Oggi esce il nuovo album dei Daft Punk.
Quella che segue è la recensione di Giovanni "John" Carosi, scritta ieri. Che - con un certo orgoglio - (ri)pubblico sul mio blog.
Orgoglioso si per la recensione in quanto tale.
Ma soprattutto di lui, per come sta crescendo.
Daft Punk: "Random Access Memories"
Columbia Records, 2013.
Ho fatto un paio di errori, oggi: ho voluto ascoltarmi l'album prima che uscisse ufficialmente, tradendo il mio tradizionalismo.
E prima di scrivere queste due righe, ho letto le critiche di alcune testate musicali.
Ma poi, col passare delle ore, mi sono reso conto che questi mali non sono venuti per nuocere: ho avuto ventiquattro ore in più per gustarmi questo diamante e oltretutto la critica generale si è espressa esattamente come mi aspettavo, ovvero in maniera positiva ma distaccata.
Alcuni hanno centrato il nocciolo della questione, altri lo hanno aggirato, altri ancora si sono comportati come se avessero messo il CD, scritto il pezzo mentre erano a metà, e consegnato al capo entro la scadenza!
La spasmodica cura del suono, i continui tecnicismi, il contenuto, lo stile e la passione.
Queste sono le caratteristiche che descrivono questo lavoro.
Con "Discovery" (2001) il duo francese ha cercato di valorizzare brani dance ormai caduti nel dimenticatoio, che non hanno sfondato o che semplicemente sono passati in secondo piano, compiendo un'opera che tuttora viene ricordata da qualsiasi essere vivente.

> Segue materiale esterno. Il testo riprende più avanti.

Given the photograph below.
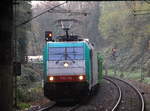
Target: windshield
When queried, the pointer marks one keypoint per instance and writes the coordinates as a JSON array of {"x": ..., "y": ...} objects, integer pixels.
[{"x": 65, "y": 53}]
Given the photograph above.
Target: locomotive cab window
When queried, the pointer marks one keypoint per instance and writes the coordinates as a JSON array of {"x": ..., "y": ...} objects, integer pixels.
[{"x": 65, "y": 53}]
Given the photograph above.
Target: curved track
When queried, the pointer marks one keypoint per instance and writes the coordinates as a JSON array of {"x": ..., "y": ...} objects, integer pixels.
[
  {"x": 131, "y": 99},
  {"x": 119, "y": 93}
]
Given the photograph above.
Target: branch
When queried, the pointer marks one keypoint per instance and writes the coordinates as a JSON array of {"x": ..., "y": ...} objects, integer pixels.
[{"x": 41, "y": 14}]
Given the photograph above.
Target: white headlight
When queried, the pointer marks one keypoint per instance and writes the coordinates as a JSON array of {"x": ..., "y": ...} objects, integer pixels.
[{"x": 66, "y": 64}]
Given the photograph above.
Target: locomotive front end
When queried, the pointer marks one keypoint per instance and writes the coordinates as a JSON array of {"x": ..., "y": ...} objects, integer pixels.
[{"x": 65, "y": 72}]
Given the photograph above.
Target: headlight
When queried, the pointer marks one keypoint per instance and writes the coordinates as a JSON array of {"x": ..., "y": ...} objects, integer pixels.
[
  {"x": 51, "y": 78},
  {"x": 81, "y": 77},
  {"x": 66, "y": 64}
]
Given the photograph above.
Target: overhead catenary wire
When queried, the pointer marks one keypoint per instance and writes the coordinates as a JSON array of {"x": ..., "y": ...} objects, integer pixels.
[{"x": 41, "y": 14}]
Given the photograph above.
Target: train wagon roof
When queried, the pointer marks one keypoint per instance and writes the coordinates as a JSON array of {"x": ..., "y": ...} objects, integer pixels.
[{"x": 66, "y": 44}]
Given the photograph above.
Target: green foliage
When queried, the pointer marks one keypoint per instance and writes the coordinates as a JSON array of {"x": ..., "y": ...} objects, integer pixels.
[
  {"x": 22, "y": 12},
  {"x": 128, "y": 33}
]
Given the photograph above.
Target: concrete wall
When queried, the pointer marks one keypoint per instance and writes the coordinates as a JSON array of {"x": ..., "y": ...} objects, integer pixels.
[{"x": 6, "y": 76}]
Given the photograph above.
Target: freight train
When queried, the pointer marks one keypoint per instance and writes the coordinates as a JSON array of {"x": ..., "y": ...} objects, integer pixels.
[{"x": 72, "y": 68}]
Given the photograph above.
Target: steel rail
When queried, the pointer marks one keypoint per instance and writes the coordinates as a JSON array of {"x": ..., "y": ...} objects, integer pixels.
[
  {"x": 119, "y": 90},
  {"x": 136, "y": 90}
]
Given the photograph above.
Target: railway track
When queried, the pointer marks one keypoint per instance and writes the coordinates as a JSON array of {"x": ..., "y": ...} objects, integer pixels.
[
  {"x": 119, "y": 93},
  {"x": 131, "y": 98},
  {"x": 124, "y": 97}
]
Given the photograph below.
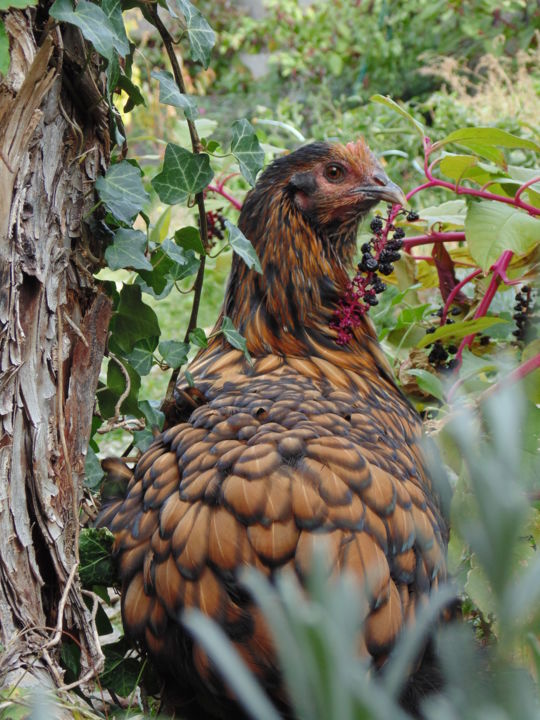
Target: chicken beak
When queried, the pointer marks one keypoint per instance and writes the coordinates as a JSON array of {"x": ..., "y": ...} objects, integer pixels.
[{"x": 388, "y": 191}]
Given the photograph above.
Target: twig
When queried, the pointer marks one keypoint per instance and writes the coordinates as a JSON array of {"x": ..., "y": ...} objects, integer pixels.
[
  {"x": 61, "y": 605},
  {"x": 197, "y": 148}
]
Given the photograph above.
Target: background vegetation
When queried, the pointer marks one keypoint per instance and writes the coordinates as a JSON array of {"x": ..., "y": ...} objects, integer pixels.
[{"x": 458, "y": 320}]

In "Human After All" (2005) hanno perfezionato la loro parte elettronica, hanno gettato le basi per i nuovi generi techno/house, spianandogli la strada.
In "Random Access Memories" hanno concluso questo iter. Completamente immersi nella dance, hanno dato nuovo nome alla musica elettronica. O meglio, glielo hanno restituito.
È facile mettere insieme tredici tracce dove i bassi la fanno da padrona: ci butti una melodia preimpostata, chiami un vocalist che dice due stronzate, le pitchi ed hai fatto il tuo lavoro. Se il tuo intento è quello di far ballare la gente, di spedire il tuo pezzo all'Amnesia o a qualche localetto sulla spiaggia. Se vuoi spaccare la cassa.
I Daft Punk, invece, hanno fatto capire come la cassa l'abbiano voluta riempire. Come abbiano pensato a tutte quelle persone che hanno comprato "Random Access Memories" non per ascoltare Skrillex, per sfondarsi di basse frequenze e di qualche remix randomico. Hanno pensato soprattutto a loro stessi, al LORO suono, alle LORO peculiarità, rendendole il tema principale di ogni brano.
I bassi sono rimpiazzati da batteria e basso in presa diretta, una chitarra IMMENSA di Nile Rodgers che accompagna tutto l'album in un viaggio anni '80. Sembra che il tutto sia completamente rivoluzionato e, invece, i brani suonano maledettamente familiari. Il tocco caratterizzante, dato dalle loro parti vocal e - a volte - da quelle delle collaborazioni, si conferma nell'uso del synth e del piano.
Un album dove puoi trovare un tappeto di violini o un solo di piano, come un pezzo dove il synth la fa da padrona su una base di basso e batteria che picchiano come pazzi.
La completezza, la ricerca della perfezione della LORO elettronica.
Una delle loro migliori espressioni di sé.
E tutto questo materiale, frutto di una lunga ricerca dell'equilibrio perfetto, è spaventosamente OTTIMO per un loro eventuale live.
Completamente soddisfatto del loro operato: 10/10
(Giovanni "John" Carosi, 16 maggio 2013).